5.3 Security Incident Response
Upon becoming aware of a Security Incident, Hema AI shall: (a) take prompt and reasonable measures to contain, mitigate, and remediate the Security Incident and to prevent its recurrence; (b) provide Customer with reasonably detailed information relating to the Security Incident, including the nature of the incident, the categories and approximate number of Data Subjects and records affected, the likely consequences of the incident, and the measures taken or proposed to address the incident; and (c) provide such other commercially reasonable assistance to Customer as Customer may reasonably require to comply with Customer's obligations under applicable Data Protection Laws with respect to the Security Incident.
5.4 Vulnerability Management
Hema AI shall conduct regular vulnerability scanning and security assessments of the Hema AI platform and infrastructure used to provide the Services. Hema AI shall promptly remediate identified vulnerabilities in accordance with its internal vulnerability management procedures and applicable security standards.
5.5 Encryption
Hema AI shall encrypt Customer Personal Data both in transit and at rest using industry-accepted encryption standards, strong encryption algorithms, and current security protocols (including, at minimum, TLS 1.2 or higher for data in transit and AES-256 or equivalent for data at rest).
6. Subprocessing
6.1 Authorization to Engage Subprocessors
Customer hereby provides Hema AI with general written authorization to engage third-party processors to Process Customer Personal Data on Hema AI's behalf in connection with the provision of the Services ("Subprocessors"). The Subprocessors currently engaged by Hema AI are listed in Annex III to this DPA.

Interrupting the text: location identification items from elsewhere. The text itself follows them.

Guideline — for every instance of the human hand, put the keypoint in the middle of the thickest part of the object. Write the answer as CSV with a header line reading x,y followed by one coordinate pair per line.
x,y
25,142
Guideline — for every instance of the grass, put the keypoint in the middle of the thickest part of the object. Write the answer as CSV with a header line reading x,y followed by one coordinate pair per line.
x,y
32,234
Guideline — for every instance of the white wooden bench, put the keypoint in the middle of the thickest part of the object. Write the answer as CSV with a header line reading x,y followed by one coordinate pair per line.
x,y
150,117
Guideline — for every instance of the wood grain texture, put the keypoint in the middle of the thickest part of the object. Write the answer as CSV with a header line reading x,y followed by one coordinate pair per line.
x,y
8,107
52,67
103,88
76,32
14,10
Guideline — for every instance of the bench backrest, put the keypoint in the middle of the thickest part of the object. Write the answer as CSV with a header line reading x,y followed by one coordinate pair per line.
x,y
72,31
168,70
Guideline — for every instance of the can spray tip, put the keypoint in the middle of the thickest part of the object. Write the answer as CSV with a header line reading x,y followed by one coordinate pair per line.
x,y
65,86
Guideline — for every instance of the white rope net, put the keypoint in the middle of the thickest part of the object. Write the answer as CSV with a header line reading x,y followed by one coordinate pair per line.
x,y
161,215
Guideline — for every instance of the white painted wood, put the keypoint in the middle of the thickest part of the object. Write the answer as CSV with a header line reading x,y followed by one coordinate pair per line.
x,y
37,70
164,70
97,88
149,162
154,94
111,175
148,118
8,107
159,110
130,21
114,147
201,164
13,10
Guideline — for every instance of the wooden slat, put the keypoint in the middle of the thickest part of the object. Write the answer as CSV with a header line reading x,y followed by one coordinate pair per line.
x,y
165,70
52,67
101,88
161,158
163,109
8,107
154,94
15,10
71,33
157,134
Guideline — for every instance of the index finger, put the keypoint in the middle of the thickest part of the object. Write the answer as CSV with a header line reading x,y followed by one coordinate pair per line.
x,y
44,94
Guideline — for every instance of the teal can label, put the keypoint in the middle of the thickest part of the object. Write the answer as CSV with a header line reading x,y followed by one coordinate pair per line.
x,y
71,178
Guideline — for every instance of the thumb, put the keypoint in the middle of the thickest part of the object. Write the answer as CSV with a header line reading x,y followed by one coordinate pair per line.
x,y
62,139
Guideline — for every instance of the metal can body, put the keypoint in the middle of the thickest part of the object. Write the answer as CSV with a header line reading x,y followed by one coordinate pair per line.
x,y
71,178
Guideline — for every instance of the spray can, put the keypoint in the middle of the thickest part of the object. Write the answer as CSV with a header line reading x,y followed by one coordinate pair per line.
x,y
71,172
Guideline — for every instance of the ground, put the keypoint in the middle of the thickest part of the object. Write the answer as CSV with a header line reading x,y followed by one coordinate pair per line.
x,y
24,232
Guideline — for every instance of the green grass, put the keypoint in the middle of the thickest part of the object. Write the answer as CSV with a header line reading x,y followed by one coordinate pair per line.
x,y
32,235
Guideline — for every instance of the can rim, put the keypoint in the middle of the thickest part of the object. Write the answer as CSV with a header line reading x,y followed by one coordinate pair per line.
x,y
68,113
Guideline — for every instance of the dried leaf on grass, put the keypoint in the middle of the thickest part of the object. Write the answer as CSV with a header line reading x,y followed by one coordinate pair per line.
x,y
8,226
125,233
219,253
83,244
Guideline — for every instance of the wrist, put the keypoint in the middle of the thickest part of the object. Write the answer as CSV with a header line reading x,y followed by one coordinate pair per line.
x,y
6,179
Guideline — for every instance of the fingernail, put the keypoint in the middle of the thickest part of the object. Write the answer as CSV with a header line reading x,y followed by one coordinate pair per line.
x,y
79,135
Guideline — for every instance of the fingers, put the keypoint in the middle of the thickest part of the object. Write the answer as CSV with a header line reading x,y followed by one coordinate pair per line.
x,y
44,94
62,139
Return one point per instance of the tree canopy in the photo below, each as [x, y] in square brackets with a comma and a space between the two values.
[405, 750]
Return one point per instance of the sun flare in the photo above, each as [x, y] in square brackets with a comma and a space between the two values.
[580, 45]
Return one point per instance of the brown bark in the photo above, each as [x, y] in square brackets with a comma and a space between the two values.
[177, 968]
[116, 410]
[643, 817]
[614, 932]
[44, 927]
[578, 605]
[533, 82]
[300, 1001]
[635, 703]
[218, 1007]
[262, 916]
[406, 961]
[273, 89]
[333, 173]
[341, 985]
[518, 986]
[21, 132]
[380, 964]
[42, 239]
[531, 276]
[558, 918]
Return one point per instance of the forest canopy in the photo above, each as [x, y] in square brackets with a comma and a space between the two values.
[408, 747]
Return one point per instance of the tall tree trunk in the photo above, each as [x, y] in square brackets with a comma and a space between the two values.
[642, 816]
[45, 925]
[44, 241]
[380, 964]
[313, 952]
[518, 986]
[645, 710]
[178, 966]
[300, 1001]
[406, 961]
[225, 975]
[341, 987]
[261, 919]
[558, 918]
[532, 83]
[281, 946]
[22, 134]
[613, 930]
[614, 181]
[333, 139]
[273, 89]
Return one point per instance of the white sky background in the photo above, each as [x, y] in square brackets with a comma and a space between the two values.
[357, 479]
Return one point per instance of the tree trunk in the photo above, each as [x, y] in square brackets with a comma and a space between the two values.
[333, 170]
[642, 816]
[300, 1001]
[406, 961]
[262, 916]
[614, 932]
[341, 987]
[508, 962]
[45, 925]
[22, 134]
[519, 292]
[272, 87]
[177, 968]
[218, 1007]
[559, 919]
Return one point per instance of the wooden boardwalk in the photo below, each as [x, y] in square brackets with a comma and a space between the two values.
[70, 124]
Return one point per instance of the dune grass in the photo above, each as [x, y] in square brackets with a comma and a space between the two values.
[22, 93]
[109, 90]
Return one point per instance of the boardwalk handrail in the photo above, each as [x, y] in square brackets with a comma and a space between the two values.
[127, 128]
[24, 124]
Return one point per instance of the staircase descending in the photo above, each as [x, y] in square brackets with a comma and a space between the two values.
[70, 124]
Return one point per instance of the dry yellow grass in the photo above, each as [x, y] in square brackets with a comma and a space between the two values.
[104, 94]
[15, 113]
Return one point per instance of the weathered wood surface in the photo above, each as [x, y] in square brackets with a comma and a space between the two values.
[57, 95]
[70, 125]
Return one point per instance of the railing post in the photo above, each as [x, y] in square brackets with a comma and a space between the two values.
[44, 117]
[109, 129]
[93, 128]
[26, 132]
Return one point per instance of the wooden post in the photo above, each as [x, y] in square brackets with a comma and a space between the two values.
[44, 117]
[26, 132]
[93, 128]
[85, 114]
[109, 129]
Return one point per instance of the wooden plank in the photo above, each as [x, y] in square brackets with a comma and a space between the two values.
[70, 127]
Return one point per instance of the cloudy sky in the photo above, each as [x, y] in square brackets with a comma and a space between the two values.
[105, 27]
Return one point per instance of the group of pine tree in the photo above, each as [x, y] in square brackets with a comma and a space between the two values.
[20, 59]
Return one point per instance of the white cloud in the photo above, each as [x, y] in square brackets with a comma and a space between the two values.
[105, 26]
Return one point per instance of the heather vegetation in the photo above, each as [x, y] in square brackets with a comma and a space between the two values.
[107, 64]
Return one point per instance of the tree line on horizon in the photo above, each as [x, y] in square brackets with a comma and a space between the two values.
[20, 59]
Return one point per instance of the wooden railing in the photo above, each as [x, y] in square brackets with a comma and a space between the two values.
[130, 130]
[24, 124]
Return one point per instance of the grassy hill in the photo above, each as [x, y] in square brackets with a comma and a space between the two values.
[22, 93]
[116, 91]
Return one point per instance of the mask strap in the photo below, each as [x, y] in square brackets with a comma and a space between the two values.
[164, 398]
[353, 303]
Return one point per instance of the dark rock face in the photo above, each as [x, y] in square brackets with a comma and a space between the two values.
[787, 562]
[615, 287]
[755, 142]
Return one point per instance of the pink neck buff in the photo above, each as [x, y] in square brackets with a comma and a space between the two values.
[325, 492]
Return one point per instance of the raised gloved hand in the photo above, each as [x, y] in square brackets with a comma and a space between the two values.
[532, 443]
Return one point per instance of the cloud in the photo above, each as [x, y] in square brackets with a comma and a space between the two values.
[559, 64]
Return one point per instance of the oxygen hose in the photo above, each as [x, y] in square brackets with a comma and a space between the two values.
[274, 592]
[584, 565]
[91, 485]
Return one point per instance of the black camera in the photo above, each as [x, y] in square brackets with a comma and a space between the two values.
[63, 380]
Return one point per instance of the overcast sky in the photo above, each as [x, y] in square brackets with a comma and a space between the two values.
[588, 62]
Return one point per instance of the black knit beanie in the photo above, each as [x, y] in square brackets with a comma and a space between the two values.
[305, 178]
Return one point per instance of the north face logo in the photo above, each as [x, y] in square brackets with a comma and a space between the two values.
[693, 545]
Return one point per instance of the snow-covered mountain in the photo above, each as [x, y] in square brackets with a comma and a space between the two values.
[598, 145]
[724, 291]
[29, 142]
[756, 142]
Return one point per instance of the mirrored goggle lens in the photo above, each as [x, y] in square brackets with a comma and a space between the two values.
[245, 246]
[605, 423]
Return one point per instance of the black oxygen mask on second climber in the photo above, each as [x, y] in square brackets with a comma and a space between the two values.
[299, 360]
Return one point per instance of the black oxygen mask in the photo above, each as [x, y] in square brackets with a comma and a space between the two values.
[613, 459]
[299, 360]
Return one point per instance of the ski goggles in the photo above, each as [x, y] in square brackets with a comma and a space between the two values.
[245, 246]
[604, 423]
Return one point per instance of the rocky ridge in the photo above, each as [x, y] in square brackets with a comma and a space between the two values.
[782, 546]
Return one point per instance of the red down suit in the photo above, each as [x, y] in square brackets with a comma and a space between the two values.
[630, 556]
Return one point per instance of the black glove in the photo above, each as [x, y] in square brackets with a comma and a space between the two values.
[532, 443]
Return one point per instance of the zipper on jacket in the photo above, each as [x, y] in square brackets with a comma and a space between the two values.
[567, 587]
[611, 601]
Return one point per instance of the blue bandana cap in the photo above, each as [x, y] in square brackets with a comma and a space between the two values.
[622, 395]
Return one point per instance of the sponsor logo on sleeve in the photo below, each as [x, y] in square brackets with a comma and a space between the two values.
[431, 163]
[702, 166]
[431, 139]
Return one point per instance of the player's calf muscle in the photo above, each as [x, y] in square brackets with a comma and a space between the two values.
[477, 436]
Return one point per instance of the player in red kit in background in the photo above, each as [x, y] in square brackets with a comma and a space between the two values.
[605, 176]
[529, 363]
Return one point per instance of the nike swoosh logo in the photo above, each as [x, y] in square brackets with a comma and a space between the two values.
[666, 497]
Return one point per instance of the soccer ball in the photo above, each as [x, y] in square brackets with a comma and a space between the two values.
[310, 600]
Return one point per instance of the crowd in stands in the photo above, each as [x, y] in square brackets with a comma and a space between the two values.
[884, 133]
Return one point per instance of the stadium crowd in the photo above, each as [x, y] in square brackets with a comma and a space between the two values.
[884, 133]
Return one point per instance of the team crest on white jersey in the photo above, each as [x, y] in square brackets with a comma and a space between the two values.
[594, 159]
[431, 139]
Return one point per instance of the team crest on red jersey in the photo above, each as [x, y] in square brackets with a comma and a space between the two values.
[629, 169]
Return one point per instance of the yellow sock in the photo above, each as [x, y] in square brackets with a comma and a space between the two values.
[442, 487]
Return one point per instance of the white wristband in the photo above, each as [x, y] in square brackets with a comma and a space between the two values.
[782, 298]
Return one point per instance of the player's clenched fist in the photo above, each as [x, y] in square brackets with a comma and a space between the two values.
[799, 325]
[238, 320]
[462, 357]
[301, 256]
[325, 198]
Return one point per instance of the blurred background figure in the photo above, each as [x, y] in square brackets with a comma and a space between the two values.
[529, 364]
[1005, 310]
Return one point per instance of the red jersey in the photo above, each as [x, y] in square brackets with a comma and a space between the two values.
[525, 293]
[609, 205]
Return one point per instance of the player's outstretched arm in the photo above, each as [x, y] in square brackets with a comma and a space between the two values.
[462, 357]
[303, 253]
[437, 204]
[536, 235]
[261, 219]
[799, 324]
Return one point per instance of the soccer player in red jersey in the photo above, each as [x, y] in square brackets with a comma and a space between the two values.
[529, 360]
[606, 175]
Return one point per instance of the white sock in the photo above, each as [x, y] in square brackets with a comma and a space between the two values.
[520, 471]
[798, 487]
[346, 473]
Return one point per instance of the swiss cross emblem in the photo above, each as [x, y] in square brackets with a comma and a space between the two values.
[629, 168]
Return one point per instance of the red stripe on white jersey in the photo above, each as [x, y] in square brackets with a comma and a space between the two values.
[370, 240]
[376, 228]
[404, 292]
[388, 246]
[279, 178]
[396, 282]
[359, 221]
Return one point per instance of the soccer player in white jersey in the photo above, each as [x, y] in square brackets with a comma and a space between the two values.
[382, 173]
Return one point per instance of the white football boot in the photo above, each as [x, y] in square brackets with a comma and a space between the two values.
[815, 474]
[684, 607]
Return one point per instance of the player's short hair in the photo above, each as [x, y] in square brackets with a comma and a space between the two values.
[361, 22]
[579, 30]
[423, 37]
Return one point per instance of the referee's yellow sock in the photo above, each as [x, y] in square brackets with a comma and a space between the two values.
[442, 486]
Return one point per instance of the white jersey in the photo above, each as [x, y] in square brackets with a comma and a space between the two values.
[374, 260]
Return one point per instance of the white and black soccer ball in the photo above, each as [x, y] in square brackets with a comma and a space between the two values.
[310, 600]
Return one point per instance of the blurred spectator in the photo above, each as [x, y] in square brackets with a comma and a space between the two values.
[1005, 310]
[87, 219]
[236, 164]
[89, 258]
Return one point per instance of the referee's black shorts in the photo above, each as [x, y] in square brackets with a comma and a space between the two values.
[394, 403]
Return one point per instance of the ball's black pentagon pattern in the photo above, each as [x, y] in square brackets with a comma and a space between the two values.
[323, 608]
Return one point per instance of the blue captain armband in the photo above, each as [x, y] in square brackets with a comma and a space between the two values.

6.2 Subprocessor Agreements
Hema AI shall enter into a written agreement with each Subprocessor that imposes data protection obligations on such Subprocessor that are substantially similar to, and no less protective than, the obligations imposed on Hema AI under this DPA. Hema AI remains fully responsible to Customer for the performance of each Subprocessor's obligations and for any acts or omissions of a Subprocessor that cause Hema AI to breach its obligations under this DPA.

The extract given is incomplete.